Not long after the apparition, the tide of war began to change.

On Feb. 23, 1778, the Prussian military officer Baron Friedrich Von Steuben, arrived.

He initiated sanitation, training and the provisions needed for an effective fighting force. Subsequently, the French joined the cause. Then, among others, came the Polish engineer Thaddeus Kosciuszko, who designed West Point. Washington gave Kosciuszko a sword on which was engraved Mater Dei, ora pro nobis (Mother of God, pray for us).

Today we face a new existential threat from the coronavirus, which threatens to divide us and weaken our nation’s defense. May we today heed the words of Archbishop José Gomez of Los Angeles and “ask our Blessed Mother ... to help her children in this time of trial, when many are dying and our faith is being tested. We ask her to intercede with her Son, to protect us from this evil of the coronavirus.”
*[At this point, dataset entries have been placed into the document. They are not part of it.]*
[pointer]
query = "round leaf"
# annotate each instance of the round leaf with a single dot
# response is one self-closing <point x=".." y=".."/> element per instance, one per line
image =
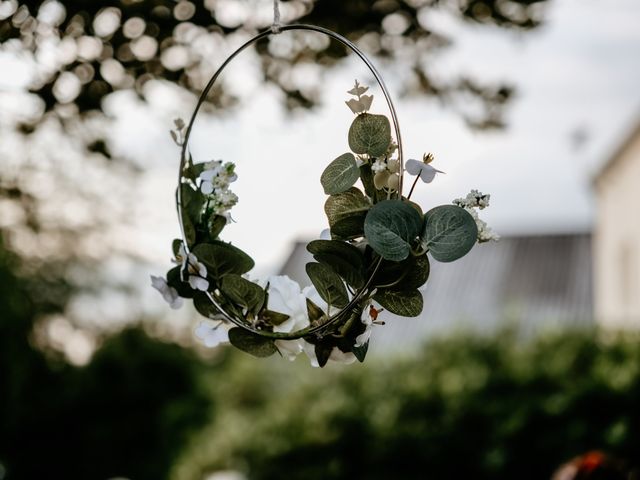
<point x="251" y="343"/>
<point x="407" y="303"/>
<point x="370" y="134"/>
<point x="449" y="232"/>
<point x="391" y="226"/>
<point x="328" y="283"/>
<point x="340" y="175"/>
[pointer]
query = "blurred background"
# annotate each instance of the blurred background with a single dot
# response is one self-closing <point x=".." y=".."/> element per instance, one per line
<point x="527" y="354"/>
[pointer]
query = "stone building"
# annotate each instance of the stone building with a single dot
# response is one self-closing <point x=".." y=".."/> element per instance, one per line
<point x="617" y="237"/>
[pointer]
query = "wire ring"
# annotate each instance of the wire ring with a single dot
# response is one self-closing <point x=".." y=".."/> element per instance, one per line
<point x="183" y="156"/>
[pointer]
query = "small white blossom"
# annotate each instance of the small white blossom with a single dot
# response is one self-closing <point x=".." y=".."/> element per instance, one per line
<point x="358" y="89"/>
<point x="379" y="166"/>
<point x="195" y="270"/>
<point x="363" y="102"/>
<point x="473" y="200"/>
<point x="360" y="105"/>
<point x="427" y="172"/>
<point x="211" y="333"/>
<point x="178" y="133"/>
<point x="169" y="294"/>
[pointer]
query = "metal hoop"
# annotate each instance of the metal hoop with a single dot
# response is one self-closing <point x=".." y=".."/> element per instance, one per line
<point x="347" y="43"/>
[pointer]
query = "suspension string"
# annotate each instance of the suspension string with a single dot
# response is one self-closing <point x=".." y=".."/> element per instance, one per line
<point x="275" y="27"/>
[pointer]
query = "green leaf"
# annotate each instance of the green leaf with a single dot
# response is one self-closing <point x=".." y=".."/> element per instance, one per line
<point x="449" y="232"/>
<point x="345" y="259"/>
<point x="370" y="134"/>
<point x="346" y="204"/>
<point x="360" y="352"/>
<point x="192" y="202"/>
<point x="174" y="280"/>
<point x="204" y="306"/>
<point x="323" y="352"/>
<point x="366" y="175"/>
<point x="407" y="303"/>
<point x="417" y="274"/>
<point x="243" y="292"/>
<point x="409" y="274"/>
<point x="273" y="318"/>
<point x="175" y="246"/>
<point x="348" y="228"/>
<point x="391" y="226"/>
<point x="314" y="312"/>
<point x="222" y="258"/>
<point x="328" y="284"/>
<point x="216" y="224"/>
<point x="251" y="343"/>
<point x="340" y="174"/>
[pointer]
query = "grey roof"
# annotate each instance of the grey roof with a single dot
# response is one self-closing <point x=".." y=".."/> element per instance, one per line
<point x="539" y="281"/>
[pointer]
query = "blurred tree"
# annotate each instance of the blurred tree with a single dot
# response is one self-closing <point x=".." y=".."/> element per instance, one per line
<point x="86" y="50"/>
<point x="128" y="413"/>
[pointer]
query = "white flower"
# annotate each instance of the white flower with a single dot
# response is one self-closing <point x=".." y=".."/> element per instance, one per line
<point x="358" y="89"/>
<point x="169" y="294"/>
<point x="379" y="166"/>
<point x="360" y="105"/>
<point x="178" y="134"/>
<point x="286" y="297"/>
<point x="210" y="172"/>
<point x="427" y="172"/>
<point x="485" y="233"/>
<point x="363" y="102"/>
<point x="196" y="271"/>
<point x="211" y="334"/>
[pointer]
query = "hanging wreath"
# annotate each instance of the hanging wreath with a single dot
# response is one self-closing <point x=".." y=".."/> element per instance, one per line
<point x="374" y="256"/>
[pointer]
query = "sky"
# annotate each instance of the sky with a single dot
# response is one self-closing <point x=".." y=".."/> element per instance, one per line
<point x="577" y="81"/>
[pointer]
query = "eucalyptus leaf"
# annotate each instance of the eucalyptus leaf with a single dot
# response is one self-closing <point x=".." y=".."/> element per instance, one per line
<point x="314" y="312"/>
<point x="251" y="343"/>
<point x="273" y="318"/>
<point x="346" y="204"/>
<point x="340" y="175"/>
<point x="216" y="225"/>
<point x="391" y="226"/>
<point x="370" y="134"/>
<point x="175" y="246"/>
<point x="417" y="274"/>
<point x="323" y="352"/>
<point x="345" y="259"/>
<point x="222" y="258"/>
<point x="348" y="228"/>
<point x="407" y="303"/>
<point x="328" y="284"/>
<point x="174" y="280"/>
<point x="449" y="232"/>
<point x="360" y="352"/>
<point x="243" y="292"/>
<point x="204" y="306"/>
            Richard J. Burkhardt

            Stamford, Connecticut

 

Morality Over Politics

It is well that the Register reports on current events related to our Catholic faith, even if some topics touch on the political future of our country. And the Register realizes that it is important not to take a political position for a specific candidate or party. 

However, it was certainly appropriate to point out in the May 24 edition that persons in high places of government, some wanting to be president, publicly assert that they are Catholic but oppose the Catholic bishops and the Holy See on the subject of abortion.

It is a position taken by many Catholics, and it should be a part of the discussion of where Catholics stand on individual dignity and the value of human life.

However, you published a letter, “Politicizing Abortion,” in the June 7-20 issue that takes a political position and attempts to take the moral high ground of superiority for the candidate in a specific political party.

It is inappropriate to assert that the current president has “neglected his obligations” and “shows no respect for life.”

Surely the social problems and the criminal elements in our society are not the result of actions or failures of one person or one political party.

Perhaps it is because of individual choices not to respect the life and dignity of other people. It is certainly true that we must address the reasons women make the terrible choice to have an abortion, but we must also provide every desperate woman the resources to help her choose life.

To be sure, a robust economy with good jobs lifting people out of poverty would alleviate one reason women get abortions.

But government cannot help the many other combinations of reasons that women cite. For that we must turn to community activism at many levels.

Let us Catholics all work together for the dignity of every human person and for respect of life in all its forms and circumstances. And let us start with respect for one another in opinions of how to best shape the future of the country for the good of all of us together.